O jabuti
O pai comprara uma câmara de bronzeamento artificial.
Quando chegou, a família reuniu-se em torno do equipamento como se celebrasse a aparição de um objeto sagrado. O pai, lendo o manual de instruções ao mesmo tempo em que explicava as funções do aparelho, mal disfarçava a emoção: gaguejava, trocava algumas palavras, esquecia outras, perdia-se no meio das frases.
O cliente deitava-se numa cama confortável e sobre ele fechavam-se luzes fortíssimas que causavam cegueira se aplicadas indevidamente. Fácil de operar a máquina: os números sintonizados de acordo com a metade da idade da pessoa. Se tivesse cinqüenta anos, ajustava-se no número vinte e cinco. Se trinta, no quinze.
Sucesso imediato na cidade. Agendavam-se horários com dias de antecedência. A procura intensa fez com que o pai sorrisse de felicidade, aumentasse o valor da hora do serviço prestado e sonhasse com lucros futuros.

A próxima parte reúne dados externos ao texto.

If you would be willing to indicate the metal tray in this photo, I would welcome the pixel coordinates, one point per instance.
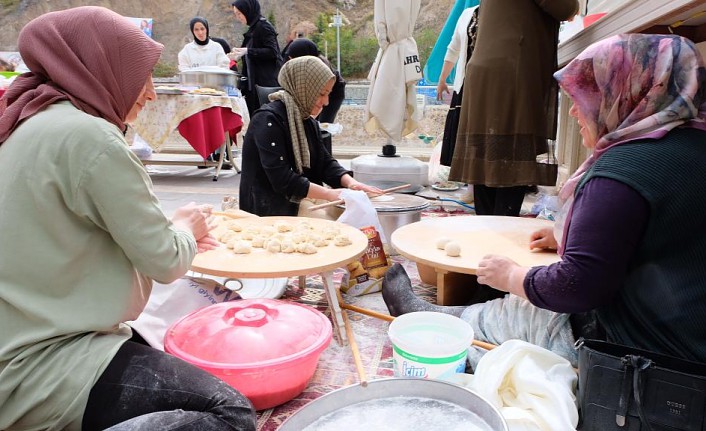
(388, 388)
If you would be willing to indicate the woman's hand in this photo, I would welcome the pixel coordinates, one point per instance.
(502, 273)
(543, 239)
(209, 242)
(195, 218)
(236, 53)
(370, 190)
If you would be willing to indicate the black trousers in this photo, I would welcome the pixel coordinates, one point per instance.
(146, 389)
(503, 201)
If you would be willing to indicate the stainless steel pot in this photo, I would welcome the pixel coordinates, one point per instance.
(216, 78)
(396, 210)
(390, 388)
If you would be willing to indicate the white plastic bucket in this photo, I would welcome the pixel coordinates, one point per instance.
(429, 345)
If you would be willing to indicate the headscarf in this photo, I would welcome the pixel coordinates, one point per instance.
(91, 56)
(302, 80)
(203, 21)
(249, 8)
(629, 87)
(635, 86)
(302, 46)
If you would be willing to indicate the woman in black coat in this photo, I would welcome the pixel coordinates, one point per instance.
(261, 57)
(285, 164)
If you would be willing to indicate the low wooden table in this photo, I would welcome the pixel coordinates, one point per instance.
(261, 263)
(478, 236)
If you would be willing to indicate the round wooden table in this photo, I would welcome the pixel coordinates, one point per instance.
(261, 263)
(478, 236)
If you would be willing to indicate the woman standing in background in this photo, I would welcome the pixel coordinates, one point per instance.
(202, 51)
(509, 107)
(261, 57)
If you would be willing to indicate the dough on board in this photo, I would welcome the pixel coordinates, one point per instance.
(453, 249)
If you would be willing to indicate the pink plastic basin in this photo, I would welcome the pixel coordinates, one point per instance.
(267, 349)
(590, 19)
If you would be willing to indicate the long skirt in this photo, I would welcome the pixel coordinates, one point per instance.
(448, 143)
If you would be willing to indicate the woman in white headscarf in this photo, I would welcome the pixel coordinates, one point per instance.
(203, 51)
(284, 158)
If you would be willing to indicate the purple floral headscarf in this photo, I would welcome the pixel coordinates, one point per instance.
(635, 86)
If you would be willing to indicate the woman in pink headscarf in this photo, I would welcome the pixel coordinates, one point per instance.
(88, 238)
(632, 246)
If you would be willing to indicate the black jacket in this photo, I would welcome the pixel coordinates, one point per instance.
(269, 185)
(263, 60)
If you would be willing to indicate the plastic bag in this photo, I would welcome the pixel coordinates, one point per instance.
(364, 275)
(141, 148)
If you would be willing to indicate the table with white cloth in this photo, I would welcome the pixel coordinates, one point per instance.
(261, 263)
(204, 124)
(478, 236)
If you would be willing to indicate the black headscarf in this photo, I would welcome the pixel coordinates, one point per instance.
(249, 8)
(223, 43)
(203, 21)
(300, 47)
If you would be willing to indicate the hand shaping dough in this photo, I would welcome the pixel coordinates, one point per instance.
(241, 247)
(453, 249)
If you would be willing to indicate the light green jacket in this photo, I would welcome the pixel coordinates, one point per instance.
(82, 236)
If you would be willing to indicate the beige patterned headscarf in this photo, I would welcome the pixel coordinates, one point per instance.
(302, 79)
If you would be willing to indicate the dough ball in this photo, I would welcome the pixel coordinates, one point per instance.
(300, 237)
(288, 246)
(259, 241)
(330, 233)
(441, 242)
(306, 248)
(342, 240)
(318, 240)
(241, 247)
(268, 231)
(274, 246)
(227, 236)
(234, 226)
(453, 249)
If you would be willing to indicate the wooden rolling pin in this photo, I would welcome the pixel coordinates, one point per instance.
(388, 318)
(340, 201)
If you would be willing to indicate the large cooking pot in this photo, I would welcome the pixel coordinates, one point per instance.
(393, 404)
(209, 77)
(396, 210)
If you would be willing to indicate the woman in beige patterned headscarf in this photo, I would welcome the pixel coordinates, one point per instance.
(284, 158)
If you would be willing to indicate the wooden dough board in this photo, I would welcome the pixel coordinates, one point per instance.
(261, 263)
(477, 235)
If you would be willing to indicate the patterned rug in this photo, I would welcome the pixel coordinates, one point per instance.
(336, 367)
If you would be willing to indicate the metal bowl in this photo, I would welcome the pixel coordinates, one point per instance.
(216, 78)
(385, 389)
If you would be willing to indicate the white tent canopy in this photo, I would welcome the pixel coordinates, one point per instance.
(391, 105)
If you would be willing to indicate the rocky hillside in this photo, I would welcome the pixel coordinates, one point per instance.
(171, 17)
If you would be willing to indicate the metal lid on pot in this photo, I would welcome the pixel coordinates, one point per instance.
(396, 202)
(247, 333)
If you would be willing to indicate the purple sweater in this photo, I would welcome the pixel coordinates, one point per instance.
(608, 221)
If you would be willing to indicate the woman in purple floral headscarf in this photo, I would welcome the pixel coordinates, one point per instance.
(632, 267)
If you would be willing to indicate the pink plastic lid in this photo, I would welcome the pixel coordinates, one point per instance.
(248, 333)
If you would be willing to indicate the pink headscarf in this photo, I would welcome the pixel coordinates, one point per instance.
(634, 86)
(91, 56)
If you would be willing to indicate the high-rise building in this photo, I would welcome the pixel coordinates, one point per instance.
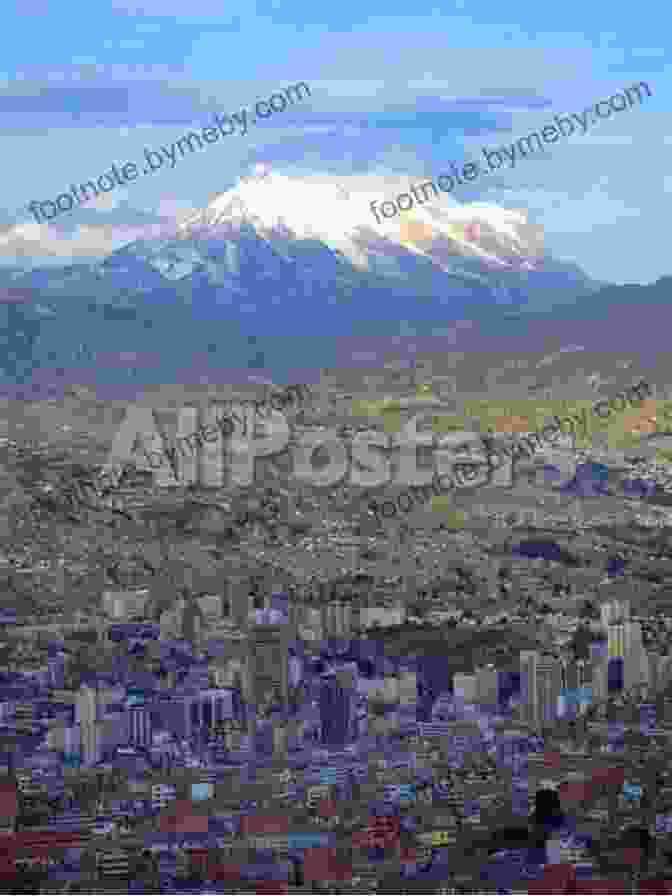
(267, 670)
(335, 712)
(613, 611)
(87, 716)
(487, 685)
(541, 686)
(140, 726)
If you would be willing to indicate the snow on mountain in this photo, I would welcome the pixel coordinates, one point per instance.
(337, 213)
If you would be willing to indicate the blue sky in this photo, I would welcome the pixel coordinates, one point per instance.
(395, 89)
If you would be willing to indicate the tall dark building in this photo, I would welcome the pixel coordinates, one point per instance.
(334, 703)
(267, 668)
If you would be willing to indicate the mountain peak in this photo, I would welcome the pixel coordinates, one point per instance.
(336, 212)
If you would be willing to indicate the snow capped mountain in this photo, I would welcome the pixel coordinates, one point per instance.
(278, 268)
(337, 212)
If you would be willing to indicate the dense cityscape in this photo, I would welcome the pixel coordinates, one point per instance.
(191, 706)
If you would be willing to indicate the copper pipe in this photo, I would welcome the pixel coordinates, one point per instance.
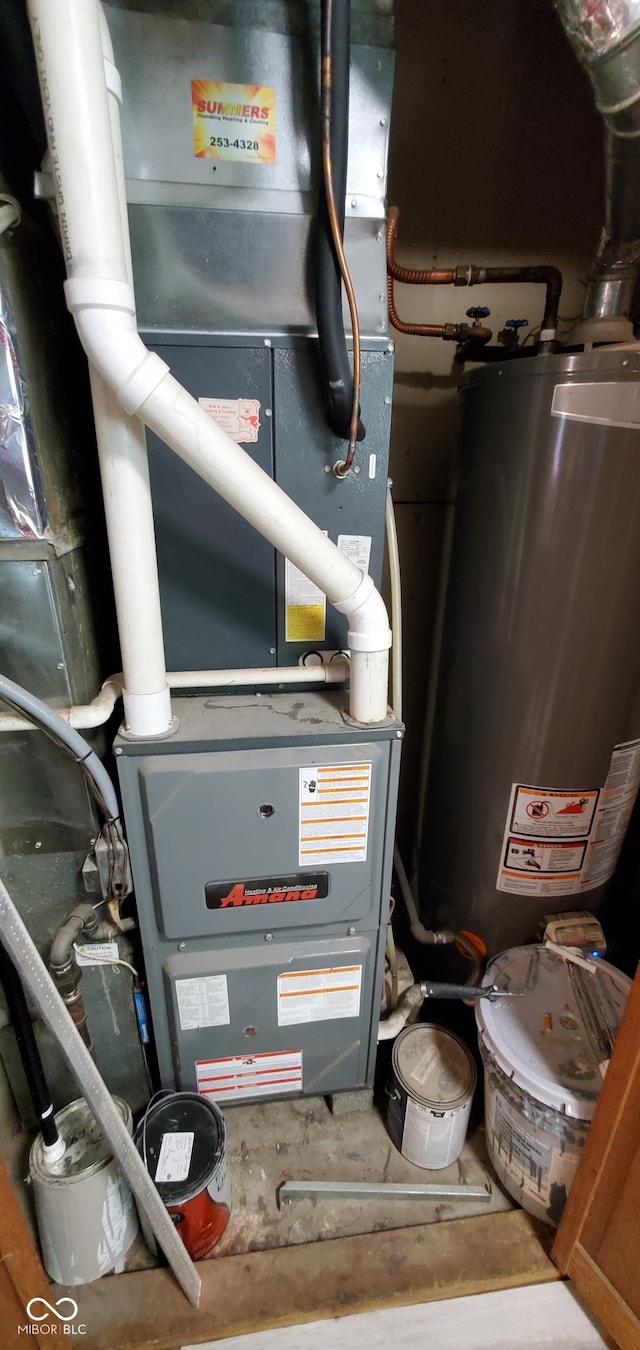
(412, 276)
(467, 276)
(326, 77)
(450, 332)
(542, 276)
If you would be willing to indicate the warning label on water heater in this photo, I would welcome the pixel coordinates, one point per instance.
(559, 841)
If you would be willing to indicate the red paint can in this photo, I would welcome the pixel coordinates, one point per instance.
(182, 1142)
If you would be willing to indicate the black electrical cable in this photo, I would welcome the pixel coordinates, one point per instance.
(27, 1045)
(328, 281)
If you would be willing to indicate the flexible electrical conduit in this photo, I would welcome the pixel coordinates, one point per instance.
(72, 74)
(45, 717)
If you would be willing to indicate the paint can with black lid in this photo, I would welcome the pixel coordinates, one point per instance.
(182, 1142)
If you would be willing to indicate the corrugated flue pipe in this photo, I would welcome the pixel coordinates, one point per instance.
(605, 35)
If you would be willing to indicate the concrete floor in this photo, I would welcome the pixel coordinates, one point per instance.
(280, 1141)
(304, 1141)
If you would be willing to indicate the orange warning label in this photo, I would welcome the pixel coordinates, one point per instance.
(334, 813)
(550, 813)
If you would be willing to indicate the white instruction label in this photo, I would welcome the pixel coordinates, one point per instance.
(358, 548)
(96, 953)
(203, 1002)
(319, 995)
(561, 843)
(239, 1076)
(334, 813)
(174, 1157)
(616, 803)
(239, 417)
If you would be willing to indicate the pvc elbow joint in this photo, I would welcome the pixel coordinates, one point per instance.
(104, 317)
(367, 618)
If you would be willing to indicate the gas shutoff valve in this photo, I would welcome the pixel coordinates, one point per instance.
(477, 313)
(509, 334)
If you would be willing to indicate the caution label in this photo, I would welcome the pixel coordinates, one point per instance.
(358, 548)
(234, 122)
(239, 417)
(319, 995)
(334, 813)
(239, 1076)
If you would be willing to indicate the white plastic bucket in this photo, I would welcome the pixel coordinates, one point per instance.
(544, 1057)
(87, 1217)
(430, 1095)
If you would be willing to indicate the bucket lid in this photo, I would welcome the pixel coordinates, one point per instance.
(434, 1067)
(191, 1114)
(87, 1149)
(556, 1038)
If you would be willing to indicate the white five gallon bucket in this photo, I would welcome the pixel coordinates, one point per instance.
(87, 1217)
(544, 1057)
(430, 1095)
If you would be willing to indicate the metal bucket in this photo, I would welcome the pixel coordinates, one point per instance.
(87, 1217)
(544, 1057)
(182, 1141)
(430, 1095)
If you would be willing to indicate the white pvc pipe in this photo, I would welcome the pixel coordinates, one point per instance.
(122, 446)
(85, 716)
(396, 587)
(130, 528)
(70, 66)
(332, 674)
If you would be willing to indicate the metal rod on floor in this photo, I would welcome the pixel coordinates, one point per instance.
(381, 1191)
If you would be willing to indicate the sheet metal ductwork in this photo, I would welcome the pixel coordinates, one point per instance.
(606, 39)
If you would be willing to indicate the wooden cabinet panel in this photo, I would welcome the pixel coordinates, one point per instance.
(598, 1239)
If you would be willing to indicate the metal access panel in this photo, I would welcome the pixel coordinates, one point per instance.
(227, 598)
(261, 840)
(218, 575)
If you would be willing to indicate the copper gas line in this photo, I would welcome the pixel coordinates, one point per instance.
(343, 467)
(450, 332)
(467, 276)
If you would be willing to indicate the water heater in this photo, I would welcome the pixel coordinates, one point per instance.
(535, 759)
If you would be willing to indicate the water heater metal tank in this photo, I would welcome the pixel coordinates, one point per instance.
(535, 759)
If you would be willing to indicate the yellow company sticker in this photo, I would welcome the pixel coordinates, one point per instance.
(305, 623)
(234, 122)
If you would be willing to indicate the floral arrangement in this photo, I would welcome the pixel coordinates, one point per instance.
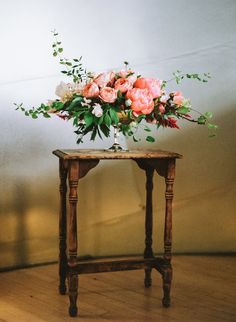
(120, 99)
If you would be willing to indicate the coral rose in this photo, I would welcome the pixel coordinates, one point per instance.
(123, 85)
(178, 98)
(161, 108)
(142, 101)
(104, 79)
(90, 90)
(124, 74)
(108, 94)
(153, 85)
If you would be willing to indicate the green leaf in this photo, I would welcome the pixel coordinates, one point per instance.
(208, 115)
(135, 139)
(107, 120)
(201, 119)
(183, 110)
(114, 116)
(105, 130)
(150, 139)
(212, 126)
(88, 118)
(147, 129)
(94, 133)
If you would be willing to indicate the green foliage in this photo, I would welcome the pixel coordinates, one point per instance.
(96, 117)
(179, 76)
(150, 139)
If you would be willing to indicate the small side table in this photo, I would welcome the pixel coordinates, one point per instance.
(75, 164)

De longe, o garoto encantava-se com as mulheres – a maioria dos clientes compunha-se de mulheres – de todas as idades, formatos, cores e biquínis entrando na máquina para saírem em tons diferentes.
Ao invés de afugentar, o mês de julho aumentou o número de clientes. Eles, os clientes, queriam impressionar os amigos com marquinhas e pele menos pálida.
No frio, o garoto limitava-se às brincadeiras no quintal: construía castelos de pedra, cozinhava bolos de terra, inventava pontes de gravetos e carros de tijolos fragmentados.
Como a mãe impedisse os irmãos menores de brincarem no quintal durante o inverno, satisfazia-se em usar o jabuti como caminhão. Todos os dias, quando procurava o animalzinho dorminhoco, encontrava-o debaixo de galhos velhos e folhas secas.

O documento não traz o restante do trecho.